Sinop'ta Sarıkum' u dolaşıyorum. her yer çöp içinde .Şişeler, çocuk bezleri, tek terlik, bir kasa, bir kısmını deniz taşımış, bolca plastik. Karar aldım bir sonraki gelişimde elimde çöp torbası ve eldiven. Yine Sarıkum' dayız. Torbalar ince yırtıldı. Ordu' dan gelen bir karı koca. Bize çöp torbası verdi. Dünürüm Hilla, ablam, Ordu' dan gelen aile sahili temizledik. Çöpleri topladık. Dışarıda delice esen rüzgar. Dünürüm Hilla' dan utandığım için çöp topladım. O beni kahraman ilan etti.
"Biraz araştırma yapayım" dedim. Sinop çöpleri şimdi nereye dökülüyor? İnceburun' a giderken bir köye.

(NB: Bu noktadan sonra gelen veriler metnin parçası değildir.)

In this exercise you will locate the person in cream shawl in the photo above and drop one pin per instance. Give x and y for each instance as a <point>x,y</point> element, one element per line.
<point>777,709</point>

Sinop'un son günlerinde Karakum'da denize giriyorum. Etraf çöp içinde plastikler, naylon poşetler. Hep merak eder dururum. O çöp içinde denize nasıl girilir? Nasıl piknik yapılır? Ben çöpleri topladıktan sonra bir bayan "İçimden sizi alkışlamak geldi "dedi. Ne alkışlanmak ne kahraman olmak asıl amacım temiz bir çevre.
İstanbul' dayım. Oğlumda kalırken sabahları Cihangir'in sokaklarında dolaşır en son parka inerim. Parka inen bir merdiven var. Günlerden pazar sabah yedi gibi o merdivende olmayan yok şişeler,kuru yemişler,plastikler. gençler orada oturuyor. Nasıl o pisliğin içinde oturuyorsunuz? Ben geçerken üzülüyorum.
Temiz bir çevre için çok şey yapmaya gerek yok. Lütfen çöplerinizi çöp kutusuna atın. Piknikten dönerken çöplerinizi toplayın. yere çöp atmayın. Anne babalar çocuklarınıza örnek olun.